According to the Chevron Doctrine, when Congress delegates the interpretation and enforcement of a particular statute to a federal administrative agency, any reasonable interpretation of that statute by the agency cannot be overruled by a court. In the context of performance marketing, Congress gave the FCC authority to implement rules and regulations to enforce the TCPA. If a business attempted to challenge an FCC rule in court, it had to prove that the FCC’s rulemaking was arbitrary and capricious, or otherwise not a reasonable interpretation of the TCPA, which before Loper Bright was a difficult hurdle to overcome.

Now that the Chevron Doctrine has been effectively neutralized, courts are no longer required to defer to the opinions of federal agencies when their rules are challenged. Thus, any business or organization affected by an agency rule (such as the new FCC rule to secure prior express written consent) can challenge it in court. While businesses had that right before Loper Bright, the ruling gives them much greater odds of success.

District Court Ruling: Bradley v. DentalPlans.com

Among other matters, the Maryland case of Bradley v. DentalPlans.com concerned the sufficiency of a recorded consent to contact the plaintiff using an automated telephone dialing system (ATDS) and a prerecorded voice that was collected during the course of an inbound call the plaintiff placed to the defendant.

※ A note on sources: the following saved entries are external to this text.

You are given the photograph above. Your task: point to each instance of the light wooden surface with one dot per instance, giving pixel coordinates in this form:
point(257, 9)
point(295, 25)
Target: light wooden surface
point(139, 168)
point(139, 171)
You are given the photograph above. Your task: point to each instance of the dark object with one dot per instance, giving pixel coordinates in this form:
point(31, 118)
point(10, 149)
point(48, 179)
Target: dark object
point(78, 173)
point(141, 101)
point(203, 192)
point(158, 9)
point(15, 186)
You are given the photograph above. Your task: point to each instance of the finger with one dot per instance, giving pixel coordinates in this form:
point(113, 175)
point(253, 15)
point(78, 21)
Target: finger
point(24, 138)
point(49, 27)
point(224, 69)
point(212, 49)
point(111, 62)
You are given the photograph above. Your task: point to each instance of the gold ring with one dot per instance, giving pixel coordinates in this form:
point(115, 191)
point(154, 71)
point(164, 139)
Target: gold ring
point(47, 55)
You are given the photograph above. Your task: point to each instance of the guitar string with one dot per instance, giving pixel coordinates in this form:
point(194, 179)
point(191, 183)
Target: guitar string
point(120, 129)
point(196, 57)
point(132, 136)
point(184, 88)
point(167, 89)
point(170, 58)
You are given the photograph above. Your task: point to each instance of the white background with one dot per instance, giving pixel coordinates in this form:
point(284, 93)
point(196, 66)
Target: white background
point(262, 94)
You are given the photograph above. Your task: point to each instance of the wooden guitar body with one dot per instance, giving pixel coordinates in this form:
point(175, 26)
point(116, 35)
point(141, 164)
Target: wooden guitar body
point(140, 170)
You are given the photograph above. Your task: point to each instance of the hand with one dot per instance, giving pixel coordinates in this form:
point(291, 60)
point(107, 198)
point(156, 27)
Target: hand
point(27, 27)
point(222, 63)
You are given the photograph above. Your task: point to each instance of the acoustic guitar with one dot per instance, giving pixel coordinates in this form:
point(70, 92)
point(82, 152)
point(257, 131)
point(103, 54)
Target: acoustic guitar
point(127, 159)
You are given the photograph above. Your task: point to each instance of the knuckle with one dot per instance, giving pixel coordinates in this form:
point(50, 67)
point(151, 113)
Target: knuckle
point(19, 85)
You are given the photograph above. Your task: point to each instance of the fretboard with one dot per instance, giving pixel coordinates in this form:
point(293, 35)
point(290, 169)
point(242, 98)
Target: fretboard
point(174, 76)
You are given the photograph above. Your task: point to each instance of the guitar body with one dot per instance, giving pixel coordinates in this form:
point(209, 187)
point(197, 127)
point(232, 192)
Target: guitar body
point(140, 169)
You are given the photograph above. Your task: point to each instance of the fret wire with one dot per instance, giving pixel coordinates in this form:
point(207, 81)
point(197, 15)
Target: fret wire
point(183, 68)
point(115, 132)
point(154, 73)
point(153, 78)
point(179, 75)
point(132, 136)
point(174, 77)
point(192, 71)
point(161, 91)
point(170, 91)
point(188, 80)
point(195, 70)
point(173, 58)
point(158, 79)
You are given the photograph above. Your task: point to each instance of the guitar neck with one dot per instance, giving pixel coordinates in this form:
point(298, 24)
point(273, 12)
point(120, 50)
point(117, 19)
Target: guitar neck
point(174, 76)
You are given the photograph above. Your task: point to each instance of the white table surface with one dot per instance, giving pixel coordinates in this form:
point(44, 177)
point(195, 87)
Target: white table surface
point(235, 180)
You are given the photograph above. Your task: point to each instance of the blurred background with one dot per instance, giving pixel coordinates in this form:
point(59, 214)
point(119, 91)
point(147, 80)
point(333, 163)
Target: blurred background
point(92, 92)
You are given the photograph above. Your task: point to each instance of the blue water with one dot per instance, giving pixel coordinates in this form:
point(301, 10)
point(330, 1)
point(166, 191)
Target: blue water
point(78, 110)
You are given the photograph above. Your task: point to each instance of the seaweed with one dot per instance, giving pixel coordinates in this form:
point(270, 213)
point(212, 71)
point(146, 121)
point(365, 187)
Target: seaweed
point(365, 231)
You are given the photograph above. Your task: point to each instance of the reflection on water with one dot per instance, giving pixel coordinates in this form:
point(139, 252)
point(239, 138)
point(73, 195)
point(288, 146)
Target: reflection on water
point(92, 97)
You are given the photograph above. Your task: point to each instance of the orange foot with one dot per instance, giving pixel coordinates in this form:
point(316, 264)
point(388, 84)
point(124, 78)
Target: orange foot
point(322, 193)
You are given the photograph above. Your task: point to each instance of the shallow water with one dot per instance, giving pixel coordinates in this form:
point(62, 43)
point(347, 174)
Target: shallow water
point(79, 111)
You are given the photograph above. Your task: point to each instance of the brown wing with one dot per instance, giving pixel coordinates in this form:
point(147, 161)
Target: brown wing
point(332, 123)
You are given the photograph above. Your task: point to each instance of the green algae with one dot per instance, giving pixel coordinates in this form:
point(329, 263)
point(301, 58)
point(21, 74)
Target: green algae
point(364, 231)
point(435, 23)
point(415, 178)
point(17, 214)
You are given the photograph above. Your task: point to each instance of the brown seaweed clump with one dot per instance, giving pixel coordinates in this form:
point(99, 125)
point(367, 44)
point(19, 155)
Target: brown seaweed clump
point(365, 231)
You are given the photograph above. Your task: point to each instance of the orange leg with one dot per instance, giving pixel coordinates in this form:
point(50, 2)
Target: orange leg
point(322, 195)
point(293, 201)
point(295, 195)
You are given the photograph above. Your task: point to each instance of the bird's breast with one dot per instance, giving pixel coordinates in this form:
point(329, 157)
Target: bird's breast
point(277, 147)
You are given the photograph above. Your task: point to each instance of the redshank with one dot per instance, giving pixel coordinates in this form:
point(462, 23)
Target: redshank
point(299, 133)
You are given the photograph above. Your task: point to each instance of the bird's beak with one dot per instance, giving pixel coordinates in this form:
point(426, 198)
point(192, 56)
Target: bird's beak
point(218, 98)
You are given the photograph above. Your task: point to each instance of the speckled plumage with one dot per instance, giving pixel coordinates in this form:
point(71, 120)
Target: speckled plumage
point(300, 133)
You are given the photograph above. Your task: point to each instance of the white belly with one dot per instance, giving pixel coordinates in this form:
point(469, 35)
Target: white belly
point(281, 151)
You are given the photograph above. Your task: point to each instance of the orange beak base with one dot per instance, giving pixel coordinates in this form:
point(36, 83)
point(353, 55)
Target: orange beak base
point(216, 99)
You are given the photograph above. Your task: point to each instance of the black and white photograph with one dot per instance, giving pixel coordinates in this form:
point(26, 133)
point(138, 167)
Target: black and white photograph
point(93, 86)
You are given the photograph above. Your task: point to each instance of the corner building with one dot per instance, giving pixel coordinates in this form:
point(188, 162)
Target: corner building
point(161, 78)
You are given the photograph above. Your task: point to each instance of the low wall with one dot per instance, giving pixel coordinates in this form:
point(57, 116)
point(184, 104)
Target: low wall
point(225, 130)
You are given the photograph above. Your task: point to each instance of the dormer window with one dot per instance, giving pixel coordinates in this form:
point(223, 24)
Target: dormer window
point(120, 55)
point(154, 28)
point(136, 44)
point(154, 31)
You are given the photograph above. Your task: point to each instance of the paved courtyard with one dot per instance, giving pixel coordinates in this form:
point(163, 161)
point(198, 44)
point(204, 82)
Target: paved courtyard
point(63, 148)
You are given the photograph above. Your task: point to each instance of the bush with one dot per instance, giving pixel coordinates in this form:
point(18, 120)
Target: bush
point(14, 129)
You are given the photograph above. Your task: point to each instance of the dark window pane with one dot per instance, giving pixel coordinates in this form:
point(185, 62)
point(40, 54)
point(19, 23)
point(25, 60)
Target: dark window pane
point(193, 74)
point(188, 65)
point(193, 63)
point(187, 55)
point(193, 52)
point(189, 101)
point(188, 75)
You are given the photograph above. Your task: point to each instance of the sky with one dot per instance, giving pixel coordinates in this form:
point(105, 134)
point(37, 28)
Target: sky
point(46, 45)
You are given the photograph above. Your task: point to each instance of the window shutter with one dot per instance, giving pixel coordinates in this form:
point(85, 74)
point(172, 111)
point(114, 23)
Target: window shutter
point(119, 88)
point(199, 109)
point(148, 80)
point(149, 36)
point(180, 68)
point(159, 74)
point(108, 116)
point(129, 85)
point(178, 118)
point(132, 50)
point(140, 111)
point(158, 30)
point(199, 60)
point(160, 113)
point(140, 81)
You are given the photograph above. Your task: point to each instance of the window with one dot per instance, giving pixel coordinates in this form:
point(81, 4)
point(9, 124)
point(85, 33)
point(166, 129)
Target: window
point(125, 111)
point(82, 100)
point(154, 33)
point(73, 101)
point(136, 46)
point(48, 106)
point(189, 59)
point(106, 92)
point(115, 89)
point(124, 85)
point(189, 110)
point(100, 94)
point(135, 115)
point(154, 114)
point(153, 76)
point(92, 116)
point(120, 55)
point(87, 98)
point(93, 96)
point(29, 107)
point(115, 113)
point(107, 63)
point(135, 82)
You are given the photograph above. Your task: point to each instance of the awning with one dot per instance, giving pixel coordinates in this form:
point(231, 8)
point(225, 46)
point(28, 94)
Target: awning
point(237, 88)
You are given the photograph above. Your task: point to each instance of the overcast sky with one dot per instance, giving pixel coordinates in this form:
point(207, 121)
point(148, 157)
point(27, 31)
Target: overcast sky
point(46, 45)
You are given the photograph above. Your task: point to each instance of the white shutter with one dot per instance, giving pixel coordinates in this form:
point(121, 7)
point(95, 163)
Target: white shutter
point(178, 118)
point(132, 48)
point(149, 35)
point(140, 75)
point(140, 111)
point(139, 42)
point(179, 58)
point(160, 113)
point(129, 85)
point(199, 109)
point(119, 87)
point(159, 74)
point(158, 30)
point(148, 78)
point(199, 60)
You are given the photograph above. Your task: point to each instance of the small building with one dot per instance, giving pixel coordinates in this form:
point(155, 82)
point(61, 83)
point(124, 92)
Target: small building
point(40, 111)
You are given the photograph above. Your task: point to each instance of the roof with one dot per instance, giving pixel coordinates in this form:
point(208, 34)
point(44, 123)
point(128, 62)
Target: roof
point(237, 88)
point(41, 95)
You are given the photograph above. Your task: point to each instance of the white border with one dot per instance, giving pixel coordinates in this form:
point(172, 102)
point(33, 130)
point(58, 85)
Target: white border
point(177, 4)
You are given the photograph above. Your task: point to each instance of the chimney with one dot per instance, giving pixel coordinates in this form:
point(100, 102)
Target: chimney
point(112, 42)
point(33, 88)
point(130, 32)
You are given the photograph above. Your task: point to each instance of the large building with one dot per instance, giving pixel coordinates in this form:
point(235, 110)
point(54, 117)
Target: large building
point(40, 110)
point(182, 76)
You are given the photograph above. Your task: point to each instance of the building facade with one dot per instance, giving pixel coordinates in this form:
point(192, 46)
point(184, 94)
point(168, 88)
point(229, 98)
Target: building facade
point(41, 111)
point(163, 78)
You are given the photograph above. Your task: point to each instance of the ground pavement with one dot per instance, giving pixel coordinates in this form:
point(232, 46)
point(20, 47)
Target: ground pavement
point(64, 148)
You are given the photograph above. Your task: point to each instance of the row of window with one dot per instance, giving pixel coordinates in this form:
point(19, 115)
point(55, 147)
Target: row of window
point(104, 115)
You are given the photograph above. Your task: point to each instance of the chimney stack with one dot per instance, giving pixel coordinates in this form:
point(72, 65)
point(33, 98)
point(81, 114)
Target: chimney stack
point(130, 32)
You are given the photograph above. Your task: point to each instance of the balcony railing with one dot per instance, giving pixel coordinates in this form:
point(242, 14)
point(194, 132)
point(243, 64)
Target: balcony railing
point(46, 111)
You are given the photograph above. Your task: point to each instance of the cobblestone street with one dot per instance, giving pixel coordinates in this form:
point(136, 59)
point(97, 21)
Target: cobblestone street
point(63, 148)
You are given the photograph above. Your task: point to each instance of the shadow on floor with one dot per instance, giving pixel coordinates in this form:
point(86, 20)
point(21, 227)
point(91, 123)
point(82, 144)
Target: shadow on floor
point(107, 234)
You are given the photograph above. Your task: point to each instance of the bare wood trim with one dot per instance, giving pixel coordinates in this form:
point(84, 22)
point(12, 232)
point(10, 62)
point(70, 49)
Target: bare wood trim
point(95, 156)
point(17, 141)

FCC guidance on securing consent seemed to indicate that using a voice recording was acceptable under the E-SIGN Act. However, court in Bradley interpreted the E-SIGN Act to require that certain “clear and conspicuous” disclosures companies must provide to consumers under FCC rules to secure valid consent (that they are authorizing the delivery of telemarketing calls using an ATDS or prerecorded voice and an agreement to receive them is not required as a condition of purchase) had to be presented to the consumer in writing.

The Court further held that the signature and consent of the consumer can be secured via voice recording, as can the substance of the agreement; the only portion of the agreement that cannot be presented via voice recording are the TCPA's required disclosures.

As this case was only decided by the District Court of Maryland (and not by the Fourth Circuit Court of Appeals), it will only serve as guiding precedent in Maryland, although TCPA class action attorneys will doubtless use it to argue that it invalidates any consent secured solely via voice recording.

The Months Ahead for Marketing Law

The first six months of 2024 have already delivered massive Marketing Law Changes 2024 on both the federal and state levels, and forward-looking companies are rising to meet these new compliance challenges. With the halfway point of 2024 now in our collective rear-view mirror, all businesses operating in the heavily regulated marketing space should stay vigilant to the ongoing Marketing Law Changes 2024, including new rules, regulations, and court decisions expected in the latter half of the year, and prepare to adapt accordingly.